Why Is My Heat Pump Frozen?

Regardless of the temperature, it's entirely possible for your heat pump to develop a thick layer of ice all around the unit. While a little bit of ice buildup on the sides is completely normal — most heat pumps have a defrost mode to remedy this problem — if you see a thick layer of ice on the top of your heat pump or if it's completely encased in ice, then you have a problem. Not only will your unit stop working completely, but it could also be broken beyond repair, leaving you in a tricky spot as the temperatures continue to drop. It's best to contact an HVAC company that offers heat pump repair to get it taken care of as soon as possible.

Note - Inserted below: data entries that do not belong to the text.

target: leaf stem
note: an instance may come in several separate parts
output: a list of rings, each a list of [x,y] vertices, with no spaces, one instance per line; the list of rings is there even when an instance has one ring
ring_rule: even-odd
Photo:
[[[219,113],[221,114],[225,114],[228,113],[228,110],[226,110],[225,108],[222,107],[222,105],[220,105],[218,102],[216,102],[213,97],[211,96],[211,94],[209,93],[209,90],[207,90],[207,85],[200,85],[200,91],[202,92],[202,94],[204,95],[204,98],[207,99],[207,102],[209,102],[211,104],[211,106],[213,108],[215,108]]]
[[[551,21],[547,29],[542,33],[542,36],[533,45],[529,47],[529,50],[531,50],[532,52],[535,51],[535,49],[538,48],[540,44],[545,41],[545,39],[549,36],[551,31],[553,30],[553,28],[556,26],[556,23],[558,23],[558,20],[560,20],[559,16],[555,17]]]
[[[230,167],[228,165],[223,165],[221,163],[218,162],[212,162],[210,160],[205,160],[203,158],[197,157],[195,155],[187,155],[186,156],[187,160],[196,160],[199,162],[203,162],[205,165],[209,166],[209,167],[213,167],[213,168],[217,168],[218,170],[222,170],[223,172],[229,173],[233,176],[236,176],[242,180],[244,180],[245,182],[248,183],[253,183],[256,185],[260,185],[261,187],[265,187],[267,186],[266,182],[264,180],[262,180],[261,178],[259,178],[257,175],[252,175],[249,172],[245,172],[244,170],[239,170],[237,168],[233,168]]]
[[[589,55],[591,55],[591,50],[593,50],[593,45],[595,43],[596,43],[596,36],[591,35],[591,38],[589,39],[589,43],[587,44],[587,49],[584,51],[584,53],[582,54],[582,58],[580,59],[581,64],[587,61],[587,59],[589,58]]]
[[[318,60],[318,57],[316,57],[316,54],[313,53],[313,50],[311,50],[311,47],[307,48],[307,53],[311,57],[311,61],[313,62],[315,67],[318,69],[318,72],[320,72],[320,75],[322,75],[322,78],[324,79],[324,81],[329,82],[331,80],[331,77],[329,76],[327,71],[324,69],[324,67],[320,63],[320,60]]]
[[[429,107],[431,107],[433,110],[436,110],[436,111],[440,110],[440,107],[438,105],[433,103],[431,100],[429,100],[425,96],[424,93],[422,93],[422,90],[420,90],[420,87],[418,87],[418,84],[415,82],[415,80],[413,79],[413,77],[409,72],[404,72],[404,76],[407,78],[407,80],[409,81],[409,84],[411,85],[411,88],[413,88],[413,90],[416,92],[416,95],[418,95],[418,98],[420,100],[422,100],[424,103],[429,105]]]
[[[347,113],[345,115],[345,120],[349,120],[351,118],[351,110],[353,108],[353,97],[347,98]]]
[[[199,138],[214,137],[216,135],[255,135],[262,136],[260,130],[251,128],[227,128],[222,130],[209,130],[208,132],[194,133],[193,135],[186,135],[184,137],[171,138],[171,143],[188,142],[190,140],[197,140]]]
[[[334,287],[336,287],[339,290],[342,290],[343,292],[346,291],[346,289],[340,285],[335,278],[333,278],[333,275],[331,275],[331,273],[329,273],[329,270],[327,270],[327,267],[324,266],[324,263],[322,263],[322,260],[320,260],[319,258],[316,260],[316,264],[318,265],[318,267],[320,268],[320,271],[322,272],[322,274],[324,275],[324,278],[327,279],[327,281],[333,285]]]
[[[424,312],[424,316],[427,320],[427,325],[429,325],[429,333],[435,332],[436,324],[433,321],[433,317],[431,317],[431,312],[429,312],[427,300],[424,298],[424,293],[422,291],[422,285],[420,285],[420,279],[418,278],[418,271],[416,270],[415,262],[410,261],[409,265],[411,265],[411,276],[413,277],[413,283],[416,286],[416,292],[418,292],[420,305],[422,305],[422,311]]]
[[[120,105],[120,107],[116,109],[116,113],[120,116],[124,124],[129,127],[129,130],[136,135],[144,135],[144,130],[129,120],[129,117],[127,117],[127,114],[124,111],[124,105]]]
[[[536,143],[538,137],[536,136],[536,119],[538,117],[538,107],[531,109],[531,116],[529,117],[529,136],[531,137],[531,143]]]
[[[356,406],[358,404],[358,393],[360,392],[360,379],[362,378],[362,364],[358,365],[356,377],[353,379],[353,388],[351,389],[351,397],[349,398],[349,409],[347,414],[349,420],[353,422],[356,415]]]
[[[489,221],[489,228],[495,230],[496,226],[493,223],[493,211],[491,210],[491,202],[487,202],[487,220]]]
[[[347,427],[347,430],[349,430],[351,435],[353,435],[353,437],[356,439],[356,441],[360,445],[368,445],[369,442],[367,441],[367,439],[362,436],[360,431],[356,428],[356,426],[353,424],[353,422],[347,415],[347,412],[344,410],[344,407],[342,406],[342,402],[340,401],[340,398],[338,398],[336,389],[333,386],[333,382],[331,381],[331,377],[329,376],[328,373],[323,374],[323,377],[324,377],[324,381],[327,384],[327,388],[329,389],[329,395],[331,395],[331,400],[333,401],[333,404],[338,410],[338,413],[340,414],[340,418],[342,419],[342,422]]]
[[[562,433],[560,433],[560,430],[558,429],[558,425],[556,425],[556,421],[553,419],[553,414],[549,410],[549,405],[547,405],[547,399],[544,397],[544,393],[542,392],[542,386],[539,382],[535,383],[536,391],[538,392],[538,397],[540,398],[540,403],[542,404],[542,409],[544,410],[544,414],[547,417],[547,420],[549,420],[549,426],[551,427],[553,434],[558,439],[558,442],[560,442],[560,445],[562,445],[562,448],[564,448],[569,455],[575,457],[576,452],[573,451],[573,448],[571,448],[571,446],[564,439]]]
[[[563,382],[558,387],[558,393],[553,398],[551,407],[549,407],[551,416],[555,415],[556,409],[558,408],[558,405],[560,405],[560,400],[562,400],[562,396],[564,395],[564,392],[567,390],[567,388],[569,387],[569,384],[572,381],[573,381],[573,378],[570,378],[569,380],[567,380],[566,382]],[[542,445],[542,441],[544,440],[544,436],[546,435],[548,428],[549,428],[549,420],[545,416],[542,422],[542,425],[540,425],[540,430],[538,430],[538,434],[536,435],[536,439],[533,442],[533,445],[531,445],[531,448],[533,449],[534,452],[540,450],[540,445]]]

Unfortunately, the problems that are associated with heat pumps are relatively common and can be fixed by the homeowner with relative ease. Below are some of the most common problems. Work through them in order, and see if you're able to get your heat pump defrosted again. If not, contact an HVAC company today to schedule a heat pump repair service.

Low Refrigerant

Just like with your home's air conditioning system, heat pumps use refrigerant to complete the process of transferring cold air from the outside to warm air inside. Over time, the refrigerant in your condenser coils can decrease significantly, which will need to be refilled by a professional, since handling refrigerant is somewhat dangerous and can even be illegal in certain circumstances. Once your refrigerant is reloaded, your heat pump should become operational again.

Broken Fan

Nearly all central heating and air systems have a fan to blow the air at the desired temperature throughout the home. When that fan is broken, it can cause the motor to stop working and accumulate a thick layer of ice, which can render the heat pump ineffective. Not only will you need to break off the ice, but you will most likely need to replace the motor as well, which can be performed by any contractor that deals with heat pump repairs.

No Defrosting

Under normal circumstances, as mentioned above, your heat pump will most likely have a defrosting mode that will get rid of any layer of ice before it starts to accumulate too rapidly. If this feature is malfunctioning, the ice will continue to build until it shuts down the heat pump completely. It may seem like a minor problem, but if left unattended, it can cause major problems to your furnace.